Introducing database normalization with PostgreSQL and Prisma

November 13, 2023

Database normalization is a common topic in database design discussions. However, it’s usually explained using complicated terms, making it hard to understand. In this article, we’ll explain what normalization means and give examples using Prisma and PostgreSQL.

The goal of database normalization is to enhance the accuracy and minimize the duplication of our data. We do that by arranging the data according to specific rules known as normal forms. These rules might sound complex initially, but they are logical and easy to understand when explained in plain language.

1NF – first normal form#

The main rule of the first normal form is that each field in a table should hold just a single piece of information. Let’s look at an example to understand this:

schema.prisma#

model User {
  id       Int    @id @default(autoincrement())
  fullName String
  address  String
}

Upon closer inspection, it becomes clear that the entity mentioned violates the first normal form rule.

In the given example, we’re putting more than one piece of information in a single column. For instance, the fullName field holds both first and last names. It’s important to consider whether we’ll need to access just part of that information. A good example is when we want to find everyone with the last name “Williams”.

Watch out, because some names have prefixes. A common example is van in the name Ludwig van Beethoven.

Similarly, keeping it as one string could be fine if we only need to show the address. But, if we ever need to retrieve users from a specific country, we’d have a problem. That’s why we must carefully consider how we set up our columns. It might be wise to play it safe and divide the data into several fields.

schema.prisma#

model User {
  id              Int    @id @default(autoincrement())
  firstName       String
  lastName        String
  buildingNumber  String
  apartmentNumber String
  city            String
  zipCode         String
  country         String
}

Designing for scalability#

It’s important to steer clear of making groups of columns with very similar names and purposes. For instance, consider a situation with articles that can have multiple authors.

schema.prisma#

model Article {
  id             Int    @id @default(autoincrement())
  title          String
  content        String
  firstAuthor    User   @relation(fields: [firstAuthorId], references: [id])
  firstAuthorId  Int
  secondAuthor   User   @relation(fields: [secondAuthorId], references: [id])
  secondAuthorId Int
}

This approach doesn’t scale well, unfortunately. For instance, if an article requires a third author, we’d need to add another column. Also, we’d have to check each column to find articles written by a specific user.

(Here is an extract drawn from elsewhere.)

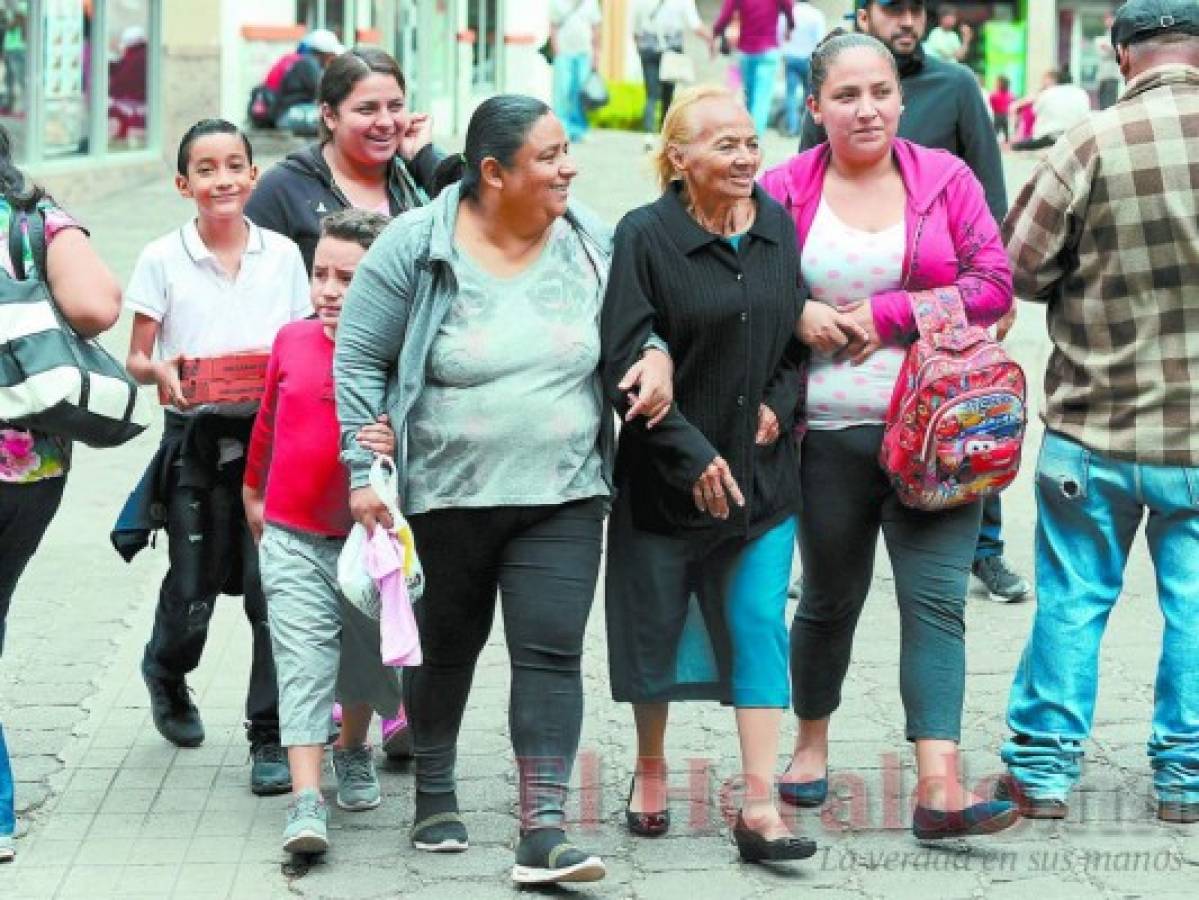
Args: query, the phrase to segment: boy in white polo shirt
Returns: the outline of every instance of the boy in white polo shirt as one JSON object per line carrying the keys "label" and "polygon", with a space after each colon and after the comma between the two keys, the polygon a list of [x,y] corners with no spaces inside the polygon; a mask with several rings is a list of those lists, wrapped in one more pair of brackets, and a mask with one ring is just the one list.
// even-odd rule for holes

To address these problems, we can implement a many-to-many relationship.

schema.prisma#

model User {
  id              Int       @id @default(autoincrement())
  firstName       String
  lastName        String
  buildingNumber  String
  apartmentNumber String
  city            String
  zipCode         String
  country         String
  articles        Article[]
}
 
model Article {
  id      Int     @id @default(autoincrement())
  title   String
  content String?
  authors User[]
}

Using Array and JSON Columns with PostgreSQL#

While using JSON and array columns can come in handy, they can be perceived as breaking the first normal form rule. However, they don’t automatically mean bad database design, because we should choose the appropriate tool for the task. In some cases, it’s better to use an array instead of creating separate tables, as this can make the database smaller and simplify queries by eliminating the need for joins.

2NF – second normal form#

The first requirement of the second normal form is that the data must already comply with the first normal form. Additionally, the table should not have any partial dependencies.

Let’s imagine a table with a composite primary key. If some other column relies only on a part of our primary key, it means a partial dependency.

A primary key is a unique identifier for each record in a database table, ensuring that no two rows have the same key value. If the primary key consists of more than one column, we refer to it as a composite primary key.

schema.prisma#

model ProductPurchase {
  clientName   String
  productName  String
  productPrice Int
 
  @@id([clientName, productName])
}

In our table, we have a composite primary key that consists of the clientName and productName columns. We can see a partial dependency because the productPrice depends only on one of the primary key fields – the productName. This can lead to duplicating our data.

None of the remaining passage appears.